No. Make.com can pass binary data between modules within a scenario, but it does not host files or provide permanent URLs. Once a scenario finishes executing, any file data that was not explicitly stored in an external service is gone. To get a lasting URL for a file processed in Make, you need to upload it to an external file hosting API like FilePost.

How do I get a public URL for a file in Make?

Add an HTTP module to your Make scenario that sends a POST request to a file hosting API. With FilePost, you POST the file to https://filepost.dev/v1/upload with your API key in the X-API-Key header and the file as multipart form data. The response contains a permanent CDN URL you can use in any subsequent module.

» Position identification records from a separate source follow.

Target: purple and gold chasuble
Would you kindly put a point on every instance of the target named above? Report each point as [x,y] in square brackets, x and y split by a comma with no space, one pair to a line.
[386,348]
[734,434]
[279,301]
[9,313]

Can I upload files from Make to a CDN?

Yes. Using the HTTP module in Make, you can upload files to FilePost which stores them on Backblaze B2 and serves them through Cloudflare CDN. The URL you get back is a permanent CDN link that loads fast globally. No additional CDN configuration is needed on your end.

What file size limits does FilePost have for Make uploads?

FilePost's file size limits depend on your plan: 50 MB on the Free plan (30 uploads/month), 200 MB on the Starter plan ($9/month, 500 uploads), and 500 MB on the Pro plan ($29/month, 5,000 uploads). Files uploaded from Make follow the same limits as files uploaded through any other method.